The geometry column is automatically added to target_columns via the GEOMETRY_COLUMN_NAME constant. The GeoPackage is saved with a name based on the YEAR_GEODATA_NAME constant and contains the layer specified by layer_name.

`read_census(shp_folder, target_columns, tipo_loc_mapping, column_remapping=None, output_folder=None, layer_name=None)`

Read census data from shapefiles and return a GeoDataFrame or GeoPackage.

This function recursively searches for all shapefiles in a folder, reads their data, selects a subset of columns, corrects invalid geometries, adds the locality type description (derived from tipo_loc_mapping), and builds a unified GeoDataFrame with all census sections.
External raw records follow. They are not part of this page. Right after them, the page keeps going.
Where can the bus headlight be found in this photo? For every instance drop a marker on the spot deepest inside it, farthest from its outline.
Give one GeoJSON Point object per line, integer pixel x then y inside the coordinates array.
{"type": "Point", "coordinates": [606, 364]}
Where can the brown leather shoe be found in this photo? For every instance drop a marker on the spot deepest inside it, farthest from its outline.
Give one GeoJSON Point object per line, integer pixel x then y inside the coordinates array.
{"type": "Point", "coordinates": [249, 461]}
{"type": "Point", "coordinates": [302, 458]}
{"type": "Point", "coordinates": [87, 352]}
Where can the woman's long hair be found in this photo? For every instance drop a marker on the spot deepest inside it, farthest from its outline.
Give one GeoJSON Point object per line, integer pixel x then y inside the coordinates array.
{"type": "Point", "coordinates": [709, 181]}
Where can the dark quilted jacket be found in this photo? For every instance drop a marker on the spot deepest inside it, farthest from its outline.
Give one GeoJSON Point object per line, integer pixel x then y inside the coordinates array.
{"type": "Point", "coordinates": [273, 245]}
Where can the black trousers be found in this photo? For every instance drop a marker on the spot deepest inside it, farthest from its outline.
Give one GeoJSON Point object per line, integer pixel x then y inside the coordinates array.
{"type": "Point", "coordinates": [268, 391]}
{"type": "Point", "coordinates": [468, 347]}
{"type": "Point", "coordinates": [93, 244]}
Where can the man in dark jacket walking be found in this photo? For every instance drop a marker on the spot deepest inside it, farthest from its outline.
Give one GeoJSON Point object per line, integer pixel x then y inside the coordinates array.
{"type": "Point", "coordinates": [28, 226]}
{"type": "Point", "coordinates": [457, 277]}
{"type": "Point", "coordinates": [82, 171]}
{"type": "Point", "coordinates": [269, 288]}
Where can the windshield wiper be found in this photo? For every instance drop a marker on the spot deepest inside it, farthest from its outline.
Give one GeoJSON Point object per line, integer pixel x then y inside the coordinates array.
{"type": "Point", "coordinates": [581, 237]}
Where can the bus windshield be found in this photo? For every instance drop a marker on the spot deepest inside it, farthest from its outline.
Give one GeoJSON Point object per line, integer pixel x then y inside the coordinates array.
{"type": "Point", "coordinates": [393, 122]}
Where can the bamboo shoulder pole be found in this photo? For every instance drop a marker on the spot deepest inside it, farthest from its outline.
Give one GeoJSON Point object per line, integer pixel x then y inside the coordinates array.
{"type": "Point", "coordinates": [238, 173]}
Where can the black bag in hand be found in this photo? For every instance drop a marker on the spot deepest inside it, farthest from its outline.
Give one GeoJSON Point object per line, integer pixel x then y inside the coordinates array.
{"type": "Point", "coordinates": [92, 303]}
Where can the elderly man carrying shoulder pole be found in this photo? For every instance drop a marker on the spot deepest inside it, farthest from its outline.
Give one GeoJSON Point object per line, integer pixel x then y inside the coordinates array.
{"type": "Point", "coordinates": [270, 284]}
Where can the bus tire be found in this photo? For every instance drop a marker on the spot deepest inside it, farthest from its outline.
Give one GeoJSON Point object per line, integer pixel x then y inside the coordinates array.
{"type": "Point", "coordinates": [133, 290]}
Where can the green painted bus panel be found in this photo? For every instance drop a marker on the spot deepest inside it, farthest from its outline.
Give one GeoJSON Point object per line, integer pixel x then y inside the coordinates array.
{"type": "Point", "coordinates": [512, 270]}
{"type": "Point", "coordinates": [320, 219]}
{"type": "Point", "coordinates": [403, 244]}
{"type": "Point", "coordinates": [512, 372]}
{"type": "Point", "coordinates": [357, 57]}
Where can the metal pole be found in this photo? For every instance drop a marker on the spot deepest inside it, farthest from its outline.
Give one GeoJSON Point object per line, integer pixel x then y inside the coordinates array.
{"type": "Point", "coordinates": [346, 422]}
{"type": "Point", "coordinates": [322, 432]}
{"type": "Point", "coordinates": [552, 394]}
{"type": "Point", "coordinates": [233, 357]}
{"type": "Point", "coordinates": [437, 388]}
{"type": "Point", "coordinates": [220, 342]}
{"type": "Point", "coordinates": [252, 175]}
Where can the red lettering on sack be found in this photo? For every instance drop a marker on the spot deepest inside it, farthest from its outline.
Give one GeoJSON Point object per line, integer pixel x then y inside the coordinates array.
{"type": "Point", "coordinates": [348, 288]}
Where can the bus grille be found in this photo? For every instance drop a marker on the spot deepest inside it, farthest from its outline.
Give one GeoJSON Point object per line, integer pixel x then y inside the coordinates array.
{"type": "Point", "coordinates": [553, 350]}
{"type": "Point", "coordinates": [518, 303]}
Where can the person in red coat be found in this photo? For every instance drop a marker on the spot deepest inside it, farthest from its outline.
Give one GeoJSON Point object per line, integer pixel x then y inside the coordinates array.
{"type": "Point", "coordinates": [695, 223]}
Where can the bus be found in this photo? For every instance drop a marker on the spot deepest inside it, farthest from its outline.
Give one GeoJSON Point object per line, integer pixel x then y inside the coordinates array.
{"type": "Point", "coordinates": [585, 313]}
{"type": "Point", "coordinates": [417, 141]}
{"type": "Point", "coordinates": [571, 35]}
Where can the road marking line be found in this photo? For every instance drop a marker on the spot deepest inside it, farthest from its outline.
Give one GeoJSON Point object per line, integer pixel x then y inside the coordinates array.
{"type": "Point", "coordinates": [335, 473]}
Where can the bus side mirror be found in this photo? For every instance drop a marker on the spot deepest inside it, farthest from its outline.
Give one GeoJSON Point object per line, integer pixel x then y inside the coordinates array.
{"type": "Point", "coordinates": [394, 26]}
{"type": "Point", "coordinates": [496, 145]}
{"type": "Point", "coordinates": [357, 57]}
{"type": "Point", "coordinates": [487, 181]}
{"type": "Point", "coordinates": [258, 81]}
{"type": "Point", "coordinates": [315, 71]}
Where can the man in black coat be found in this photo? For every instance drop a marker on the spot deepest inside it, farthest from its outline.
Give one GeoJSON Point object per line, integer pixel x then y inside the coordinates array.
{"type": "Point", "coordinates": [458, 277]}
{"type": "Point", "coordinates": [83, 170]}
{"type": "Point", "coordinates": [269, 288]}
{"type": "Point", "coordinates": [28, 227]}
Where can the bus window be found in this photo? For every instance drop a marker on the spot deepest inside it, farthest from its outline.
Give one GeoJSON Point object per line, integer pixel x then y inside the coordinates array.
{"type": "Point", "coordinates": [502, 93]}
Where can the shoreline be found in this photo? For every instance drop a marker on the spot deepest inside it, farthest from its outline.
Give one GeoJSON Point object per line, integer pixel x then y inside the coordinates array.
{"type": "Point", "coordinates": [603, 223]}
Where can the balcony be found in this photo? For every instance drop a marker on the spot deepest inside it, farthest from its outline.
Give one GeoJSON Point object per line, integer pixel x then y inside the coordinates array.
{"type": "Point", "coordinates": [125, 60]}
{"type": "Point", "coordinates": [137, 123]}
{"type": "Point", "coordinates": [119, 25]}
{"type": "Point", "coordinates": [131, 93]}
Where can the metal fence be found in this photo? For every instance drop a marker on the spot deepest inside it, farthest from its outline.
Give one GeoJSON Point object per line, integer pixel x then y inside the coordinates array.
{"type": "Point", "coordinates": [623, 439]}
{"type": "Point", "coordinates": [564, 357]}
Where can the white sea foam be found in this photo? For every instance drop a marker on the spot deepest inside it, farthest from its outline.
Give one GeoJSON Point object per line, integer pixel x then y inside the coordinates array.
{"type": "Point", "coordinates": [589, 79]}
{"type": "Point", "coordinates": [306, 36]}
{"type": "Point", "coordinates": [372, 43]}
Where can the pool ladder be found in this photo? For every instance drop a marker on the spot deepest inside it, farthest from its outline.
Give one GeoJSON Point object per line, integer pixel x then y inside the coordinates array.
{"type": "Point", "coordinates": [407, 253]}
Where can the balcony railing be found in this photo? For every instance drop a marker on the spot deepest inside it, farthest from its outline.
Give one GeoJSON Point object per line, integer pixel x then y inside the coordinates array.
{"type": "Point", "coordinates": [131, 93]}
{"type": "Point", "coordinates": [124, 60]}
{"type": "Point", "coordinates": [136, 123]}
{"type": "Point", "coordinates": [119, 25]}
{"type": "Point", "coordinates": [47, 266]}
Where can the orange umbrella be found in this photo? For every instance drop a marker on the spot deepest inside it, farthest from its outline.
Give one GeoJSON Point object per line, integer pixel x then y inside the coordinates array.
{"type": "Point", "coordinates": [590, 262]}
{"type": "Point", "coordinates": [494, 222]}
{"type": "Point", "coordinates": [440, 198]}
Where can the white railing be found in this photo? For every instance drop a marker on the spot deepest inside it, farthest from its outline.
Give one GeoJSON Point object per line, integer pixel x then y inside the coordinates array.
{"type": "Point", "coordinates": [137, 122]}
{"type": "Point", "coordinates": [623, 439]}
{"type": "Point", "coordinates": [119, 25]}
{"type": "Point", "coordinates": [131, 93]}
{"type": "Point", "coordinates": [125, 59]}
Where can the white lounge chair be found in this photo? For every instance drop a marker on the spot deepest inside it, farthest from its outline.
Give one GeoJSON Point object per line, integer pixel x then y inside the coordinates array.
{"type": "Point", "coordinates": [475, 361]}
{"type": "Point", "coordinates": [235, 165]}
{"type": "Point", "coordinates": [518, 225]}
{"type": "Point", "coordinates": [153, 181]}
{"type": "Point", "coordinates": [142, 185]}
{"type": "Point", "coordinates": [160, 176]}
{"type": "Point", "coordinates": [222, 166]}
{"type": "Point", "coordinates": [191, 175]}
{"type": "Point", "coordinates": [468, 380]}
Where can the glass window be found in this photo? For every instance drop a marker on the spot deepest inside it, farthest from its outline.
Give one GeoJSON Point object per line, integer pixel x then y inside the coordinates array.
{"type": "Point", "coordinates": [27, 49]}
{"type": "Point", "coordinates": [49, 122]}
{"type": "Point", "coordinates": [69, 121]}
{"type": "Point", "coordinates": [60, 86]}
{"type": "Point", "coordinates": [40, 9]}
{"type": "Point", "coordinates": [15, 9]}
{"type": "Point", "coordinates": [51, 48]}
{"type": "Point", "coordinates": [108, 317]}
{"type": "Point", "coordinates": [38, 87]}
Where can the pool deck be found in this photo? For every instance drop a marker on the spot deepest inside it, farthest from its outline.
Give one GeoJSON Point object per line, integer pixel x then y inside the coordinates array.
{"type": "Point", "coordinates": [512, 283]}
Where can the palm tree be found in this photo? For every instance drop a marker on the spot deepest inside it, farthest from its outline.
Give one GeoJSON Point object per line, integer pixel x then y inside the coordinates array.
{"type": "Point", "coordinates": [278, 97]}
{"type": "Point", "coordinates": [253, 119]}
Depending on the parameters, it can:

Return the resulting GeoDataFrame directly; or
Save the data as a layer in a GeoPackage (YEAR_GEODATA_NAME.gpkg) and return the path to the created file.

PARAMETER	DESCRIPTION
`shp_folder`	Path to the folder containing census shapefiles (recursive reading via `rglob(".shp")`). TYPE:* `Path`
`target_columns`	List of columns to select from each shapefile (must include or be compatible with the geometry column). TYPE: `list`
`tipo_loc_mapping`	Mapping of locality codes for the `TIPO_LOC` field (e.g., `{1: "Centro abitato", 2: "Nucleo", ...}`), used to create the descriptive column `DEN_LOC`. TYPE: `dict`
`column_remapping`	Optional dictionary to rename selected columns (e.g., `{"PRO_COM": "PRO_COMUNE"}`). If None, original names are kept. TYPE: `dict \| None` DEFAULT: `None`
`output_folder`	Optional folder where the resulting GeoPackage will be saved. If None, the function does not write to disk and returns the GeoDataFrame directly. TYPE: `Path \| None` DEFAULT: `None`
`layer_name`	Optional name of the layer to use within the GeoPackage. Must be specified if `output_folder` is provided. TYPE: `str \| None` DEFAULT: `None`

RETURNS	DESCRIPTION
`GeoDataFrame \| Path`	Either a `GeoDataFrame` with census data and corrected geometries if
`GeoDataFrame \| Path`	`output_folder` is None, or the path to the created GeoPackage if
`GeoDataFrame \| Path`	`output_folder` is provided.

RAISES	DESCRIPTION
`ValueError`	If no shapefile is found in the specified folder.

Note

Geometries are validated with make_valid() to reduce issues caused by invalid polygons. An area_mq column containing the area in square meters is calculated. The GeoDataFrame index is set to the first column in df_columns (typically the census section code).